Agora a Venezuela encontrou um acompanhante: a Argentina. Há duas semanas, o
presidente Néstor Kirchner afastou a diretora do Indec – o IBGE argentino –,
responsável pelos cálculos da inflação, porque ela se negou a contabilizar por
baixo o reajuste nos planos de saúde, que teria grande peso no cômputo geral da
inflação. Pela metodologia correta do Indec, o índice argentino seria de 2,1% –
o que projetaria uma inflação anual superior a 20%. Por interferência pessoal
de Kirchner, a taxa caiu para 1,1%.
Na semana passada, Chávez deu um novo passo
nesse bolero melancólico. Anunciou, durante o seu programa televisivo Alô Presidente, detalhes de um plano desatinado
para conter a alta de preços. O projeto prevê o confisco de mercadorias para
coibir a especulação e determina o corte de três zeros do bolívar, a moeda
local. Previstas para ser implementadas no ano que vem, as medidas criarão o
(suposto) "bolívar forte". Na verdade, trata-se de cópia descarada do
fracassado Plano Cruzado brasileiro, de 1986. A Venezuela já vinha tentando
controlar os preços fazia algum tempo. Mas, assim como no tabelamento do
Cruzado, o resultado tem sido desastroso: gôndolas vazias nos supermercados.
"Esses países estão se valendo de todas as estratégias que o Brasil
utilizou sem sucesso no passado", afirma a economista Eliana Cardoso,
referindo-se a confiscos, congelamento e manipulação de índices.

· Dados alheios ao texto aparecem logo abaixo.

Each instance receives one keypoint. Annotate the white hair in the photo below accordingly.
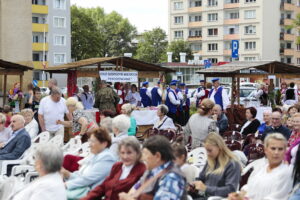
(121, 122)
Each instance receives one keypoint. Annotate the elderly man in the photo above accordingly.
(106, 98)
(222, 121)
(53, 108)
(18, 142)
(276, 126)
(271, 177)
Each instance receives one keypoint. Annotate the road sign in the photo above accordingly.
(234, 48)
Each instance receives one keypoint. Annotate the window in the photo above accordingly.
(250, 14)
(250, 45)
(212, 2)
(212, 31)
(178, 20)
(213, 47)
(60, 4)
(213, 17)
(178, 34)
(59, 40)
(59, 58)
(234, 15)
(178, 5)
(35, 20)
(249, 30)
(59, 22)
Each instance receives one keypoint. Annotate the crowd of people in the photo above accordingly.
(119, 166)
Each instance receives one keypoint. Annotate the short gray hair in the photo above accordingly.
(163, 109)
(107, 123)
(51, 157)
(121, 122)
(275, 136)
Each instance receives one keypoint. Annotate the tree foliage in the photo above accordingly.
(152, 46)
(97, 34)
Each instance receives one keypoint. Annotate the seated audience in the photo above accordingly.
(123, 175)
(18, 143)
(200, 124)
(221, 174)
(267, 121)
(49, 185)
(252, 124)
(273, 179)
(5, 133)
(162, 180)
(120, 126)
(276, 126)
(127, 109)
(164, 122)
(31, 124)
(220, 117)
(89, 176)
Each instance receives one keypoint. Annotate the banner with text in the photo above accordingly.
(119, 76)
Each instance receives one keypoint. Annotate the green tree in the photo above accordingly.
(152, 46)
(178, 46)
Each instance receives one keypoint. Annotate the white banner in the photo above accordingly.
(119, 76)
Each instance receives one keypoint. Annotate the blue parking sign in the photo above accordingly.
(234, 48)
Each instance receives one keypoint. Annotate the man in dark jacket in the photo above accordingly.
(18, 142)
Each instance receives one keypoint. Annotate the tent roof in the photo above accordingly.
(124, 61)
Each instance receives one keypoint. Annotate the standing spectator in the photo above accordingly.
(276, 126)
(220, 118)
(201, 124)
(31, 126)
(218, 95)
(52, 108)
(87, 98)
(145, 93)
(106, 98)
(127, 110)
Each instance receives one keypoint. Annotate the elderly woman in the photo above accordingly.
(252, 124)
(127, 109)
(221, 174)
(124, 174)
(5, 133)
(200, 124)
(81, 124)
(163, 179)
(31, 125)
(273, 178)
(89, 176)
(164, 122)
(49, 185)
(120, 126)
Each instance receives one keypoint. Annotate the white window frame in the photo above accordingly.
(59, 35)
(58, 53)
(60, 17)
(60, 8)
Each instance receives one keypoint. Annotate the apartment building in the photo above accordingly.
(258, 25)
(51, 34)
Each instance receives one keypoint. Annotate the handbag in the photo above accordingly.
(77, 193)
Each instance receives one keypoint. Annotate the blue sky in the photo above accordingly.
(143, 14)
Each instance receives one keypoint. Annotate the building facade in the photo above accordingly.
(258, 25)
(51, 34)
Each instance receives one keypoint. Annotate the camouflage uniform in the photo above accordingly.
(106, 99)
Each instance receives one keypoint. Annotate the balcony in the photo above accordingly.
(39, 27)
(194, 38)
(39, 9)
(39, 64)
(231, 5)
(195, 9)
(40, 46)
(195, 24)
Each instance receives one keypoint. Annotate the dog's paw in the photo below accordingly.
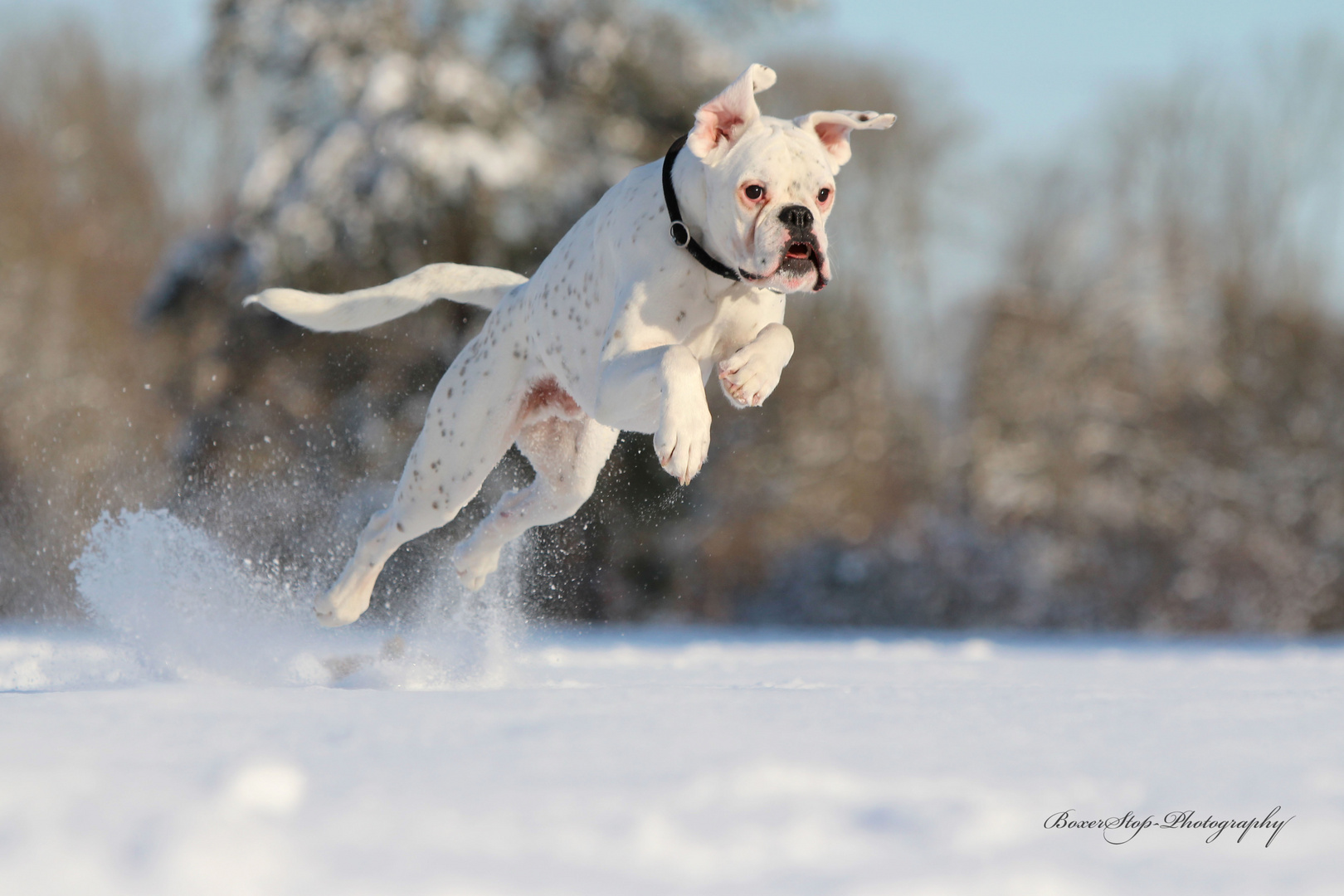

Segundo especialistas, não surpreende que os
campeões de inflação sejam governos com tendências populistas ou de viés
totalitário. Na luta para permanecer no poder, eles tendem a estimular o
crescimento com ações perdulárias. O resultado não poderia ser outro senão a
alta de preços. "Não podemos esquecer o que o economista americano Milton
Friedman nos ensinou: a inflação é sempre e em todo lugar um fenômeno
monetário. Se a maquininha do governo estiver imprimindo dinheiro, não há
saída, haverá inflação", diz Eliana Cardoso. Quando os preços sobem, esses
governos tentam manipular o índice, às vezes atropelando órgãos estatísticos
tradicionais, como no caso argentino. Se isso não for possível, colocam a culpa
nos "especuladores", como chamam os empresários. Leis draconianas são
aprovadas para confiscar ou estatizar propriedades desses "inimigos do
povo". Não causa surpresa que, fora da América Latina, países como o Irã
de Mahmoud Ahmadinejad, fundamentalista islâmico com viés populista, enfrentem
o mesmo problema. O Irã tenta sufocar na marra o fantasma da inflação. Pelos
índices oficiais, a inflação no país gira em torno de 15% ao ano. Mas a taxa
real seria pelo menos o dobro disso.
Na avaliação de George Avelino, cientista
político da FGV, quanto maiores as manipulações dos índices de inflação e de
outros indicadores, menos efetiva é a democracia. "E menores as chances de
o Estado intervir na economia de forma a promover o bem-estar geral no longo
prazo", afirma ele. Ou seja, embora os dois países estejam crescendo a taxas
de fazer inveja aos desenvolvimentistas brasileiros, trata-se de uma bolha que
não pode ser confundida com desenvolvimento sustentável. Vale lembrar ainda
que, a despeito de a economia argentina ter crescido acima de 8% nos últimos
três anos, seu tamanho, medido em dólares, é ainda inferior ao do período
pré-crise (veja gráfico
abaixo).
Enquanto Argentina e Venezuela optam pelos
mesmos vícios econômicos da década de 80, a economia mundial vive uma fase
dourada de crescimento – ainda que às vezes insatisfatório, como no caso
brasileiro – com baixa inflação. O motivo desse cenário é que, com a
globalização, a concorrência tornou-se bem mais acirrada, forçando a queda de
preços. Além disso, os países aprenderam, a duras penas, que não se brinca com
o reajuste de preços. Se os bancos centrais baixam sua guarda, a inflação volta
com força, como uma bola de neve que se transforma em avalanche. Isso porque as
pessoas e as empresas tendem a indexar salários e preços. Se a inflação fosse
inofensiva, como pregam alguns economistas brasileiros, Chávez e Kirchner não
se esforçariam para manipular índices, tabelar preços e aprovar leis de
confisco para assegurar o abastecimento. Nessa milonga populista destinada ao
fracasso, quem dançará será a população de Venezuela e Argentina.